En dernier lieu, aux termes de l’article 21-15 du code civil : « (…) l’acquisition de la nationalité française par décision de l’autorité publique résulte d’une naturalisation accordée par décret à la demande de l’étranger ». En vertu des dispositions de l’article 48 du décret du 30 décembre 1993 relatif aux déclarations de nationalité, aux décisions de naturalisation, de réintégration, de perte, de déchéance et de retrait de la nationalité française, si le ministre chargé des naturalisations estime qu’il n’y a pas lieu d’accorder la naturalisation sollicitée, il prononce le rejet de la demande. Il peut également en prononcer l’ajournement en imposant un délai ou des conditions. Une fois ce délai expiré ou ces conditions réalisées, il appartient au postulant, s’il le juge opportun, de formuler une nouvelle demande. Il appartient ainsi au ministre de porter une appréciation sur l’intérêt d’accorder la naturalisation au ressortissant étranger qui la sollicite. Dans le cadre de cet examen d’opportunité, il peut légalement prendre en compte le degré d’insertion professionnelle du postulant.
Pour ajourner la demande d’acquisition de la nationalité française présentée par M. C…, le ministre de l’intérieur s’est fondé sur le motif tiré de ce que son insertion professionnelle ne pouvait être considérée comme pleinement réalisée.
Il ressort des pièces du dossier qu’inscrit à CY Cergy Paris université au titre de l’année universitaire 2020-2021, pour y préparer un diplôme de master, M. C… a, dans ce cadre, conclut un contrat d’apprentissage avec Santé publique France pour la période du 1er octobre 2020 au 16 novembre 2021, puis a occupé, du 17 janvier 2022 au 16 juillet 2022, un emploi au sein de FranceAgriMer, avant de connaître une période de chômage indemnisé jusqu’au 14 mars 2023, date à laquelle il a conclu un contrat de travail à durée indéterminée en qualité d’agent de maîtrise. Dans ces conditions, et au regard notamment du caractère récent de la conclusion de ce contrat de travail à la date de la décision attaquée, qui faisait suite à une période de chômage d’une durée significative au regard de la durée de la carrière du requérant, le ministre, eu égard au large pouvoir d’appréciation dont il dispose de l’opportunité d’accorder ou non la nationalité française à l’étranger qui la sollicite, n’a, en dépit des efforts d’insertion professionnelle du requérant, de son implication dans des missions de gestion de la crise sanitaire au cours des années 2020 et 2021 et du projet professionnel qu’il soutient poursuivre au sein de l’armée française, pas commis d’erreur manifeste d’appréciation en confirmant l’ajournement à deux ans de la demande de naturalisation de l’intéressé.
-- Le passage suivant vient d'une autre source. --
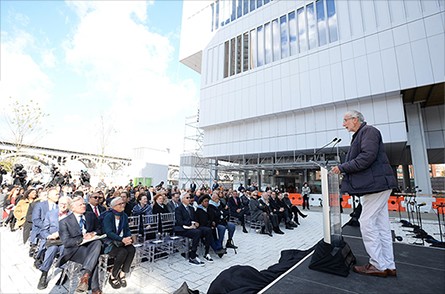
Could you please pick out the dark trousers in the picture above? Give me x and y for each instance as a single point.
(193, 234)
(50, 254)
(240, 216)
(206, 233)
(123, 257)
(88, 255)
(296, 212)
(305, 201)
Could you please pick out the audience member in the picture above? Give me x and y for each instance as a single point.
(78, 232)
(237, 209)
(220, 216)
(119, 242)
(50, 236)
(187, 227)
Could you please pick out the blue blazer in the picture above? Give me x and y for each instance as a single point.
(367, 169)
(71, 235)
(183, 217)
(38, 216)
(109, 226)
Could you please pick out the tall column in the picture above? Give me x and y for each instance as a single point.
(406, 179)
(416, 140)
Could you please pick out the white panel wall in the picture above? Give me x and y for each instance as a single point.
(384, 46)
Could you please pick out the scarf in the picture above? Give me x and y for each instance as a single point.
(121, 223)
(216, 204)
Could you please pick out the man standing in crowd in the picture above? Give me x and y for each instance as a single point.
(50, 235)
(367, 174)
(75, 230)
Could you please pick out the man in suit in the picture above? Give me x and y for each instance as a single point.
(174, 202)
(187, 227)
(39, 213)
(50, 231)
(237, 209)
(79, 227)
(93, 204)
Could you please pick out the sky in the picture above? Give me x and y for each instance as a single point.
(99, 69)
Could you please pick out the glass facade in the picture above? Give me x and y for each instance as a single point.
(306, 28)
(232, 10)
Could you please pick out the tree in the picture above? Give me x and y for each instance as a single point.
(24, 120)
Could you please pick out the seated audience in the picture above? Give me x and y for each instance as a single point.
(237, 209)
(78, 232)
(294, 211)
(119, 242)
(186, 226)
(205, 219)
(220, 216)
(50, 236)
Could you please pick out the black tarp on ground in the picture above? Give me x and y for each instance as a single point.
(246, 279)
(419, 269)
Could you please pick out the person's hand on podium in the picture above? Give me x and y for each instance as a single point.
(336, 170)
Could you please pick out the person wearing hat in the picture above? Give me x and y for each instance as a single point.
(119, 242)
(204, 218)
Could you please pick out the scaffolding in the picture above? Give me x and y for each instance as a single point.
(194, 167)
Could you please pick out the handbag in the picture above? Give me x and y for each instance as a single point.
(53, 242)
(114, 243)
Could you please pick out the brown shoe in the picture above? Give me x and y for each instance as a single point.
(83, 283)
(370, 270)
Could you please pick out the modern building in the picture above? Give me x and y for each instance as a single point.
(277, 77)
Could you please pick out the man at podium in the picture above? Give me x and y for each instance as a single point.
(368, 174)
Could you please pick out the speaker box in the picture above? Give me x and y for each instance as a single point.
(332, 259)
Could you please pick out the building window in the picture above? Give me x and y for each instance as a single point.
(246, 51)
(268, 43)
(260, 39)
(239, 49)
(276, 40)
(232, 57)
(217, 15)
(233, 14)
(302, 39)
(284, 35)
(293, 33)
(332, 20)
(312, 30)
(252, 5)
(312, 25)
(226, 59)
(239, 8)
(321, 20)
(253, 49)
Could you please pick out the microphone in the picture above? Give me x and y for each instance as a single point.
(332, 149)
(333, 140)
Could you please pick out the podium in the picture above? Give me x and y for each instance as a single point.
(332, 254)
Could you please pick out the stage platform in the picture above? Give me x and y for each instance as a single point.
(419, 270)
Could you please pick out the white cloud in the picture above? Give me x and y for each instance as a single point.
(116, 67)
(127, 64)
(22, 77)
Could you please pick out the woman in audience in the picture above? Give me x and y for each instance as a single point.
(21, 210)
(9, 206)
(159, 206)
(115, 224)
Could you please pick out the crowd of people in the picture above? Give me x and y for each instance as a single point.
(64, 222)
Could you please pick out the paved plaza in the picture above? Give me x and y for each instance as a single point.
(165, 276)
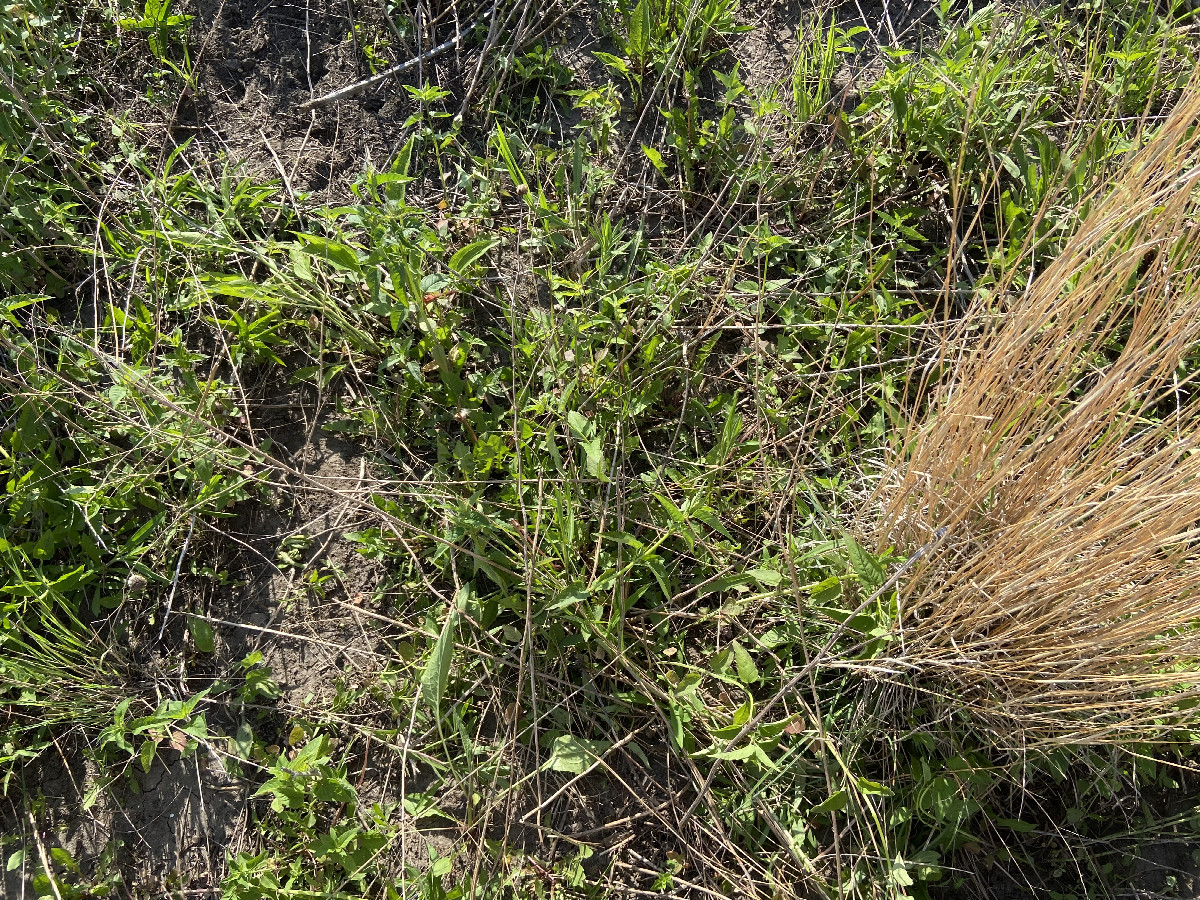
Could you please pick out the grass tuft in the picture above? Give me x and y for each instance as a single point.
(1059, 465)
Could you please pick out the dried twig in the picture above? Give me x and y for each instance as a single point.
(358, 88)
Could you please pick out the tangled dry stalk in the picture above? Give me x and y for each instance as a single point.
(1062, 457)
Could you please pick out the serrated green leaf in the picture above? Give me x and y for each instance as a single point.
(864, 564)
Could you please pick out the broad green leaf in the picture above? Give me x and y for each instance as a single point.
(640, 30)
(748, 672)
(147, 754)
(571, 595)
(873, 789)
(834, 803)
(580, 425)
(575, 755)
(655, 157)
(437, 670)
(337, 255)
(202, 635)
(463, 259)
(766, 577)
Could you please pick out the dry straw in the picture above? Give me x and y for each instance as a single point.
(1062, 456)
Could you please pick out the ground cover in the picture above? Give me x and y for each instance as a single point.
(637, 449)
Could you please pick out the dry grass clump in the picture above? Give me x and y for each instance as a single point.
(1062, 457)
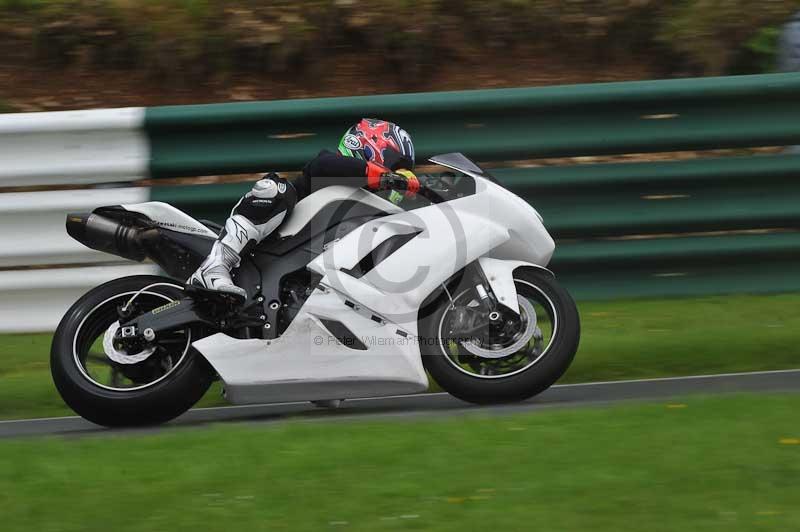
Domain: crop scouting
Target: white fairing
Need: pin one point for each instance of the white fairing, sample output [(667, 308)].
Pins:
[(308, 363), (168, 217), (380, 308)]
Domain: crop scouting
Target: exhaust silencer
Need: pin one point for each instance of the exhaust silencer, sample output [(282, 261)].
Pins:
[(107, 235)]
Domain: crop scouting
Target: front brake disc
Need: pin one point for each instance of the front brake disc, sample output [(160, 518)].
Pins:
[(528, 314)]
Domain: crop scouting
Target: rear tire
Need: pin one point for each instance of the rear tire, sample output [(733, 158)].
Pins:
[(521, 384), (165, 398)]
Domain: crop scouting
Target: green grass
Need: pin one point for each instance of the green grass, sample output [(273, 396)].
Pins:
[(714, 464), (620, 340)]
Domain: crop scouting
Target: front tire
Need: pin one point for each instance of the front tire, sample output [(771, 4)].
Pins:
[(510, 378), (153, 391)]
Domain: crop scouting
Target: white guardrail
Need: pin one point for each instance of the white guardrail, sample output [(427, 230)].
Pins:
[(42, 270)]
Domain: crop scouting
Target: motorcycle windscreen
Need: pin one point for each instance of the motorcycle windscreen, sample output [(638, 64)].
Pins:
[(460, 163)]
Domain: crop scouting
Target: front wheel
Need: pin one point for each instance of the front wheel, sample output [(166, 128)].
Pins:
[(514, 357), (114, 386)]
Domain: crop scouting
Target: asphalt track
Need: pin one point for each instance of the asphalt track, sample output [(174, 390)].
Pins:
[(569, 395)]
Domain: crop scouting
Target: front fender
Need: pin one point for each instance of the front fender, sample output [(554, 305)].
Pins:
[(500, 276)]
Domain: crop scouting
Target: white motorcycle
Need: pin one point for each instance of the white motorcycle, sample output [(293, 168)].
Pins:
[(353, 296)]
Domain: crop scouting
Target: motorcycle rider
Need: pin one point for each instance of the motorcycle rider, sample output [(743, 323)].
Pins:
[(380, 151)]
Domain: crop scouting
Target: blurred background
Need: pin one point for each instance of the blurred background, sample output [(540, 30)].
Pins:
[(77, 54), (675, 207)]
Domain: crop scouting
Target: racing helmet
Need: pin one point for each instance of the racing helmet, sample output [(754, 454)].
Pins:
[(379, 142)]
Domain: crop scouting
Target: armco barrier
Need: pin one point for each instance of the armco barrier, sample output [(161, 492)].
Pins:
[(698, 226)]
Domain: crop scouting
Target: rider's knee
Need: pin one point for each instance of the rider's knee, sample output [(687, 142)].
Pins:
[(269, 197)]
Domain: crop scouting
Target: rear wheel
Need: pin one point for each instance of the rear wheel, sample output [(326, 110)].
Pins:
[(515, 357), (111, 385)]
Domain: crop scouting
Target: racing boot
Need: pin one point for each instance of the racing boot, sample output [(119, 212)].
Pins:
[(215, 272)]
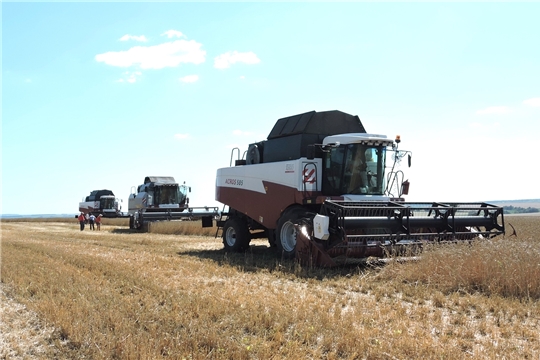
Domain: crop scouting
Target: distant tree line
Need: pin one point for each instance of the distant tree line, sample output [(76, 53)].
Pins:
[(519, 210)]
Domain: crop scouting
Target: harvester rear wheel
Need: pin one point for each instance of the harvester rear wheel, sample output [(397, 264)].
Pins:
[(286, 232), (236, 235)]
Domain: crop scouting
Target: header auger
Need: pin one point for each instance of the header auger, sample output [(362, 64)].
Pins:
[(320, 189)]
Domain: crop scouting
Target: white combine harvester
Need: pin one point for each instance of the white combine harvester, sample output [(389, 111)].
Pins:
[(161, 198), (319, 188)]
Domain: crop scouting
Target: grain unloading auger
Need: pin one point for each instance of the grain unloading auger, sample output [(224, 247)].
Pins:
[(319, 188), (350, 230)]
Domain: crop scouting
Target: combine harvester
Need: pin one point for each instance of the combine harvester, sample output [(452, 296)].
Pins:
[(161, 198), (319, 188), (101, 202)]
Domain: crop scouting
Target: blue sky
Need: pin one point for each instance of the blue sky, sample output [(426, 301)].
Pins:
[(100, 95)]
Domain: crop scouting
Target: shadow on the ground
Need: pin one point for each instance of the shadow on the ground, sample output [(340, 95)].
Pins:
[(263, 258)]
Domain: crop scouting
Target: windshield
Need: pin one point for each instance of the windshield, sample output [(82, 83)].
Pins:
[(169, 195), (354, 169), (107, 203)]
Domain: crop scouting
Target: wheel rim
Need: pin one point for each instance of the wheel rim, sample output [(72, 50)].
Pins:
[(230, 236), (288, 236)]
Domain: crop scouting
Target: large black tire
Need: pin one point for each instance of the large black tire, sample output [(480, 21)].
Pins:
[(286, 232), (236, 236)]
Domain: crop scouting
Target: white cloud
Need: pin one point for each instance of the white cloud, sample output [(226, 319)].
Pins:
[(484, 127), (127, 37), (189, 78), (494, 110), (241, 133), (224, 61), (130, 77), (534, 102), (172, 33), (169, 54)]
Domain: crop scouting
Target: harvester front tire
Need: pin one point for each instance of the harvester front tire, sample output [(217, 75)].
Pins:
[(236, 236), (286, 232)]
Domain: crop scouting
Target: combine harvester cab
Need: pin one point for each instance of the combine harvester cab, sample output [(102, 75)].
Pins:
[(101, 202), (320, 189), (161, 198)]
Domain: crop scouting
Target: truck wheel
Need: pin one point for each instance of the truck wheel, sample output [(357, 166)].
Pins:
[(236, 236), (286, 232)]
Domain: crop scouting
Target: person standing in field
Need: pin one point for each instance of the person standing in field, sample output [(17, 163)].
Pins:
[(98, 222), (91, 220), (81, 219)]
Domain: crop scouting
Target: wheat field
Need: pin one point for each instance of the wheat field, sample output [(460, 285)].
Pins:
[(173, 293)]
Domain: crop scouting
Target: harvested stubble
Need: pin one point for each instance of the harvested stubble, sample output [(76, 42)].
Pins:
[(123, 294)]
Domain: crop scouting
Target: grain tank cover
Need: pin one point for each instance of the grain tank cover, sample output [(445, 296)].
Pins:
[(291, 136), (97, 194), (159, 180), (322, 123)]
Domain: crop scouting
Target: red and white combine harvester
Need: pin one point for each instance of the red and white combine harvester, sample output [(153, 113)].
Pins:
[(322, 189)]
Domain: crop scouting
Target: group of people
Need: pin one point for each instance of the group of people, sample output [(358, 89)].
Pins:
[(90, 219)]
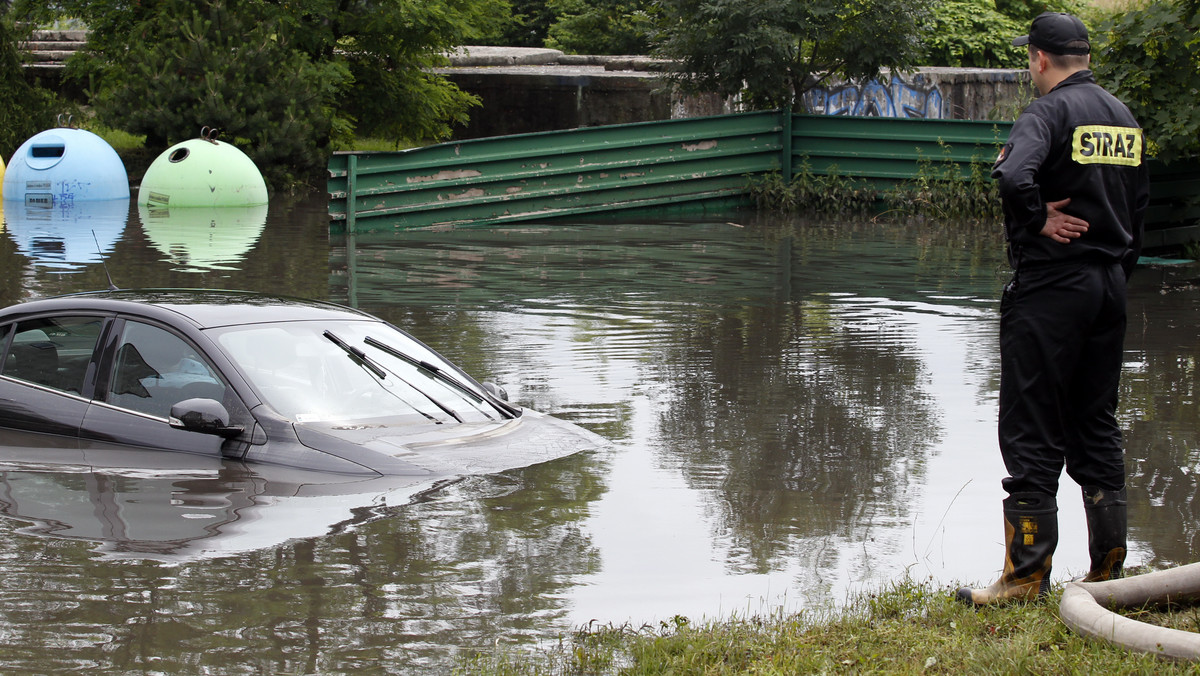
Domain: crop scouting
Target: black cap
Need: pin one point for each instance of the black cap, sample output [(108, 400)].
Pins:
[(1053, 31)]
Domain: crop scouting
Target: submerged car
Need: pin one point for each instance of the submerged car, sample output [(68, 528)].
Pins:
[(258, 378)]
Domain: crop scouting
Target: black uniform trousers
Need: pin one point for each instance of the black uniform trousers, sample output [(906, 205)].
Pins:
[(1061, 348)]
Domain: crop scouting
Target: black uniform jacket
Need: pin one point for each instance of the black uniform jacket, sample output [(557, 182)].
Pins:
[(1077, 142)]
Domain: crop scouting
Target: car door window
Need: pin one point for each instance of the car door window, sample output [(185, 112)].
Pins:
[(154, 370), (53, 352)]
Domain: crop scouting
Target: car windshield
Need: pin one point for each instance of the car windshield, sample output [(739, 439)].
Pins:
[(331, 371)]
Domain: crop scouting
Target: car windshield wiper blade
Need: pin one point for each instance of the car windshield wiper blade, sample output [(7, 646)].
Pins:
[(364, 360), (358, 356), (441, 375)]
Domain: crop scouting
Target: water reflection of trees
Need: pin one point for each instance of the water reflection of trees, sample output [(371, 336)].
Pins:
[(1159, 411), (802, 426)]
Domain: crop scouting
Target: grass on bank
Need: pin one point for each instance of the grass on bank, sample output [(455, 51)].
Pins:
[(909, 627)]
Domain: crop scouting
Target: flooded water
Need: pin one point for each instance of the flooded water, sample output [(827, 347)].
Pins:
[(796, 411)]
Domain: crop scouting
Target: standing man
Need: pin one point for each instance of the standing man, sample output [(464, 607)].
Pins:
[(1074, 187)]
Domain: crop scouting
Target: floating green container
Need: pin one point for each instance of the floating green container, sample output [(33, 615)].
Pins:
[(202, 172)]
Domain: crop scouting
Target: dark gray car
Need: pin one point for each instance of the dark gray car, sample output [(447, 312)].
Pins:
[(257, 378)]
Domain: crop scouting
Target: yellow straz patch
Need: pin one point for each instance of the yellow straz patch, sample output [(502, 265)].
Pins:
[(1099, 144)]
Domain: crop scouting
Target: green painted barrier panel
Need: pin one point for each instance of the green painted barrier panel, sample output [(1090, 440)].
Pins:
[(676, 167)]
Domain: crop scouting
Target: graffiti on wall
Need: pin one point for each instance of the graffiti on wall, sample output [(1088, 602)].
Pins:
[(899, 97)]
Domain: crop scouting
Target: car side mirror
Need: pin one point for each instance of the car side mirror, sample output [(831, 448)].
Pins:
[(203, 416)]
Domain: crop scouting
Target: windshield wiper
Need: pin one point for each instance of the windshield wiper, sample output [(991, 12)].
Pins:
[(361, 359), (441, 375), (358, 356)]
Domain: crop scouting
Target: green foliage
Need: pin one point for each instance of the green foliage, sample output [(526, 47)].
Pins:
[(390, 47), (942, 189), (24, 109), (199, 64), (601, 27), (906, 627), (828, 193), (972, 34), (527, 25), (772, 52), (1150, 58), (945, 189), (282, 79)]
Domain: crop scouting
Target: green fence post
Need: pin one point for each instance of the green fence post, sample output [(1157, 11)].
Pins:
[(352, 203), (785, 161)]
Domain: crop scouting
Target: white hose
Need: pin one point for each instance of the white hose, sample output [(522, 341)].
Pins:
[(1085, 609)]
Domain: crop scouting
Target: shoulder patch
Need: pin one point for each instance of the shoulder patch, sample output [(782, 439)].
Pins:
[(1102, 144)]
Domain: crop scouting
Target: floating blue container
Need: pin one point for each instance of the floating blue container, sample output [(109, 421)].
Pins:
[(63, 166), (66, 238)]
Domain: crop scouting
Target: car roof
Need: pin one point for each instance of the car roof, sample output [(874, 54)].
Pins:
[(203, 307)]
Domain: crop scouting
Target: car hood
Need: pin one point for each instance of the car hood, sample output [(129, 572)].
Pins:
[(468, 448)]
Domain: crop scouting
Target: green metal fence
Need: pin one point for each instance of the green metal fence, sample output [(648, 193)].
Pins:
[(555, 174), (685, 166)]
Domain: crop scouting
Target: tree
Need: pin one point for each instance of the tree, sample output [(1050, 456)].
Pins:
[(972, 34), (772, 52), (601, 27), (282, 78), (1150, 58)]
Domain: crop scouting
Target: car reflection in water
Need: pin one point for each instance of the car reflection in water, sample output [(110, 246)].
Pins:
[(180, 423), (136, 503)]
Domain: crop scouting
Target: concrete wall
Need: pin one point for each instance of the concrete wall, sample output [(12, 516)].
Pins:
[(531, 90)]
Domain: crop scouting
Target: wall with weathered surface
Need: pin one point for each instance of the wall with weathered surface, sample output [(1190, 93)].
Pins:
[(529, 90)]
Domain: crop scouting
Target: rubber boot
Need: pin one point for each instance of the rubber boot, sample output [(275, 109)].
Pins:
[(1031, 534), (1107, 524)]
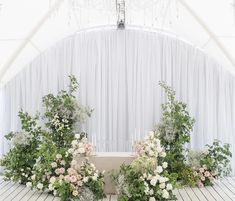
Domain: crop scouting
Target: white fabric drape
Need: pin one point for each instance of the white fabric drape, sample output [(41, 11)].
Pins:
[(118, 72)]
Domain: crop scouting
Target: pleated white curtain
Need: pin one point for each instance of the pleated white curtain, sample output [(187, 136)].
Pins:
[(118, 72)]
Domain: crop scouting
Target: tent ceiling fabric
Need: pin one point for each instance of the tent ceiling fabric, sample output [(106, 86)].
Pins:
[(19, 18)]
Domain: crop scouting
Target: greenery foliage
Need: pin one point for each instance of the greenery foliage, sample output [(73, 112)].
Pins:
[(41, 158), (20, 160), (174, 130)]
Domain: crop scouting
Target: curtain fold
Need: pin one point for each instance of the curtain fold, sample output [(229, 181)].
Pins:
[(118, 72)]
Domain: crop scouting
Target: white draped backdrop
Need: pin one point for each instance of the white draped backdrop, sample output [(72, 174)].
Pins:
[(118, 72)]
Il résulte de ce qui précède que M. C… n’est pas fondé à demander l’annulation de la décision qu’il conteste. Par voie de conséquence, sa requête doit être rejetée en toutes ses conclusions, y compris celles à fin d’injonction et celles présentées sur le fondement de l’article L. 761-1 du code de justice administrative.
D E C I D E :
Article 1er : La requête de M. C… est rejetée.
Article 2 : Le présent jugement sera notifié à M. C… et au ministre de l’intérieur.
Délibéré après l’audience du 28 octobre 2025, à laquelle siégeaient :
M. Besse, président,
M. Vauterin, premier conseiller,
Mme Gavet, conseillère.
Rendu public par mise à disposition au greffe le 18 novembre 2025.
La rapporteure,
A. GAVET
Le président,
P. BESSE
La greffière,
F. MERLET
La République mande et ordonne au ministre d’Etat, ministre de l’intérieur en ce qui le concerne ou à tous commissaires de justice à ce requis en ce qui concerne les voies de droit commun contre les parties privées, de pourvoir à l’exécution de la présente décision.